What Sander and others are after are the mostly invisible greenhouse gases spewing from factories and freeways below.
There are plans to expand the network.Choose the right USB flash drives wholesale
in an array of colors, This summer, technicians will install commercial
gas analyzers at a dozen more rooftops around the greater LA region.

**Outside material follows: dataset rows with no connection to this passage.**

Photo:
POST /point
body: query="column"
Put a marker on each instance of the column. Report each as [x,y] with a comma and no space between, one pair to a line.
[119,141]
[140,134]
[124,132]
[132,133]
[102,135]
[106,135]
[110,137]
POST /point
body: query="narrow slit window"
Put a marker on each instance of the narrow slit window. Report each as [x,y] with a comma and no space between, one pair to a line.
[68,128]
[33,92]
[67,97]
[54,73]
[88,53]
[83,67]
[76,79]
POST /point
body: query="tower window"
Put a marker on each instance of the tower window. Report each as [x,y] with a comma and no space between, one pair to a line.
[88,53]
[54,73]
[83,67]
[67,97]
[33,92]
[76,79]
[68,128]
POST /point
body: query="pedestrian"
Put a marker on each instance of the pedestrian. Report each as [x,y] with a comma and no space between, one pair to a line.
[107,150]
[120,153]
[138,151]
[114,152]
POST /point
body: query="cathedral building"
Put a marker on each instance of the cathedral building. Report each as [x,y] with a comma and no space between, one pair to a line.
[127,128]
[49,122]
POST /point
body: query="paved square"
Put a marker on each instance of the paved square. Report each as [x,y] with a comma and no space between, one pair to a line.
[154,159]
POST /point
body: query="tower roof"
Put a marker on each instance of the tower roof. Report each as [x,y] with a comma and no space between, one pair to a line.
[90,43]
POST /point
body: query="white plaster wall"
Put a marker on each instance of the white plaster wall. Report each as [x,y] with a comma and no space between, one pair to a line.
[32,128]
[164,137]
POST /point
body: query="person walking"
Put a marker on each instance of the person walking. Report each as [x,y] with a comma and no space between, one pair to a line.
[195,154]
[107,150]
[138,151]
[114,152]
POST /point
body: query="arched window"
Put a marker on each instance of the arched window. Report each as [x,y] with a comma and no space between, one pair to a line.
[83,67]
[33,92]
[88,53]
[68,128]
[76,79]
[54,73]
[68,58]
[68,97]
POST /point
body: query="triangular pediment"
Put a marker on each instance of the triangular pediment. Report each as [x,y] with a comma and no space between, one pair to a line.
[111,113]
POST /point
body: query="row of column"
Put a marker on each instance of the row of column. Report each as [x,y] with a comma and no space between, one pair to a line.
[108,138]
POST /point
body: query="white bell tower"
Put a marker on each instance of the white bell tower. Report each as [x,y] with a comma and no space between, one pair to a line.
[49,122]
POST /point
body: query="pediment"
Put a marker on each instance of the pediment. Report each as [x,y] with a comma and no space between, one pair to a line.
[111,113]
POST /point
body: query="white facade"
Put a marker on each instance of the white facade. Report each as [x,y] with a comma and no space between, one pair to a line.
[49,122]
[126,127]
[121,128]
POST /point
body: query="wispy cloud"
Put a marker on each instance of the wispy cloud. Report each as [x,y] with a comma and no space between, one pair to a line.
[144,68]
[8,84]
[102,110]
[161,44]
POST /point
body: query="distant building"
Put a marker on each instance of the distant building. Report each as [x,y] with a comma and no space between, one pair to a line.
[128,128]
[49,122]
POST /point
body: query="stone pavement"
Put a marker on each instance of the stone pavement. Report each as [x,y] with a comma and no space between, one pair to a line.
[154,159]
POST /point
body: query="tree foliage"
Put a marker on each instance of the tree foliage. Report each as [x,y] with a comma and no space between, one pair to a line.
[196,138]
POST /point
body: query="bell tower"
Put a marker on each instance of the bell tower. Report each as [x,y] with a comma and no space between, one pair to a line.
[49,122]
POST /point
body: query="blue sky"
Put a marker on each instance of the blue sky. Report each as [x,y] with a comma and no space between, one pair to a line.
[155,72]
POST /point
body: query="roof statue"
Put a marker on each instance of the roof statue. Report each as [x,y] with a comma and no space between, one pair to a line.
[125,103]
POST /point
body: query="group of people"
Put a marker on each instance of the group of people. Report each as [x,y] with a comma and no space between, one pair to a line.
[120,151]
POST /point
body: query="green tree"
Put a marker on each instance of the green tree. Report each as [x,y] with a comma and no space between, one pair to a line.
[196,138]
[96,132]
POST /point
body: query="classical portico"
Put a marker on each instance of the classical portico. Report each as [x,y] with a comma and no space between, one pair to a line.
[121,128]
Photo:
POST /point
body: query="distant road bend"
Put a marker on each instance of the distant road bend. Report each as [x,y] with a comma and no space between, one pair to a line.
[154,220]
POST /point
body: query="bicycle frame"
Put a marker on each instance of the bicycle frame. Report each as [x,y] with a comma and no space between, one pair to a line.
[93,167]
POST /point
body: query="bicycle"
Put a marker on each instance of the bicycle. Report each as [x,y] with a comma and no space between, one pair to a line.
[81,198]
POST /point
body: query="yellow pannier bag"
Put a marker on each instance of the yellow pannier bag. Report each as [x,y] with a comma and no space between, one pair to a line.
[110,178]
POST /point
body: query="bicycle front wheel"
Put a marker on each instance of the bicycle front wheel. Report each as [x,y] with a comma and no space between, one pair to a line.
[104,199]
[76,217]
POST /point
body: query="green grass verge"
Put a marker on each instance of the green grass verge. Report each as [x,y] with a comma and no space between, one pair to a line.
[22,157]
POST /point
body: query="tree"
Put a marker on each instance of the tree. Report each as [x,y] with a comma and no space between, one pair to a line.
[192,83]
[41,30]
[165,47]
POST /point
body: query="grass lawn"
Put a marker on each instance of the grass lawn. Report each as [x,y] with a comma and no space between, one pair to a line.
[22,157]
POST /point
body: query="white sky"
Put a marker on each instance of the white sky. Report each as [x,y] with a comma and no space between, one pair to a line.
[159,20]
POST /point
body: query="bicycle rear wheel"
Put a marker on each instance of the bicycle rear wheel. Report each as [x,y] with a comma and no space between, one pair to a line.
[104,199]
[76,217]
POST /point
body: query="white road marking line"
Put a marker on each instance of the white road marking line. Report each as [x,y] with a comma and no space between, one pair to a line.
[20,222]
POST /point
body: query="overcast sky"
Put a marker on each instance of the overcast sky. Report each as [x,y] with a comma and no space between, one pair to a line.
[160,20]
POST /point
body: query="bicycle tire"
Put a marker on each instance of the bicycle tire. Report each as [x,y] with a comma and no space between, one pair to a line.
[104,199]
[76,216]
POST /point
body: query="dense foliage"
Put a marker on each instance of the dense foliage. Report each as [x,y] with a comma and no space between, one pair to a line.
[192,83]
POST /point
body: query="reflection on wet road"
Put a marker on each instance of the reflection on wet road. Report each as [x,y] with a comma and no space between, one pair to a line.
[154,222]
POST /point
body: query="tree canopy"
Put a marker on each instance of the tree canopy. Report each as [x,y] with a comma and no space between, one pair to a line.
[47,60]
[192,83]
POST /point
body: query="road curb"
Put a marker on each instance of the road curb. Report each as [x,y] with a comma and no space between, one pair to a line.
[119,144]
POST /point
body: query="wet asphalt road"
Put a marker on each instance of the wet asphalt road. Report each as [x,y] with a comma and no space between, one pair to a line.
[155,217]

Scientists also plan to drive around the city in a Prius outfitted with a
portable emission-measuring device and fly a research aircraft to
pinpoint methane hotspots from the sky.
Six years ago, elected
officials vowed to reduce emissions to 35 percent below 1990 levels by
2030 by shifting to renewable energy and weaning the city’s dependence
on out-of-state coal-fired plants, greening the twin port complex and
airports and retrofitting city buildings.
It’s impractical to
blanket the city with instruments so scientists rely on a handful of
sensors and use computer models to work backward to determine the
sources of the emissions and whether they’re increasing. They won’t be
able to zero in on an offending street or a landfill, but they hope to
be able to tell whether switching buses from diesel to alternative fuel
has made a dent.
Project manager Riley Duren of JPL said it’ll
take several years of monitoring to know whether LA is on track to reach
its goal.
Scientists not involved with the project say it makes
sense to dissect emissions on a city level to confirm whether certain
strategies to curb greenhouse gases are working. But they’re divided
about the focus.
Allen Robinson,Take control of your energy needs with skystream,
an air quality expert at Carnegie Mellon University, said he prefers
more attention paid to measuring a city’s methane emissions since
scientists know less about them than carbon dioxide release.
Nearly
58 percent of California’s carbon dioxide emissions in 2010 came from
gasoline-powered vehicles, according to the U.S. Energy Department’s
latest figures.
In much of the country, coal —usually as fuel
for electric power — is a major source of carbon dioxide pollution. But
in California, it’s responsible for a tad more than 1 percent of the
state’s carbon dioxide emissions. Natural gas, considered a cleaner
fuel, spews one third of the state’s carbon dioxide.
Overall,
California in 2010 released about 408 million tons of carbon dioxide
into the air. The state’s carbon dioxide pollution is greater than all
but 20 countries and is just ahead of Spain’s emissions. In 2010,
California put nearly 11 tons of carbon dioxide into the air for every
person, which is lower than the national average of 20 tons per person.
Gregg
Marland, an Appalachian State University professor who has tracked
worldwide emissions for the Energy Department, said there’s value in
learning about a city’s emissions and testing techniques.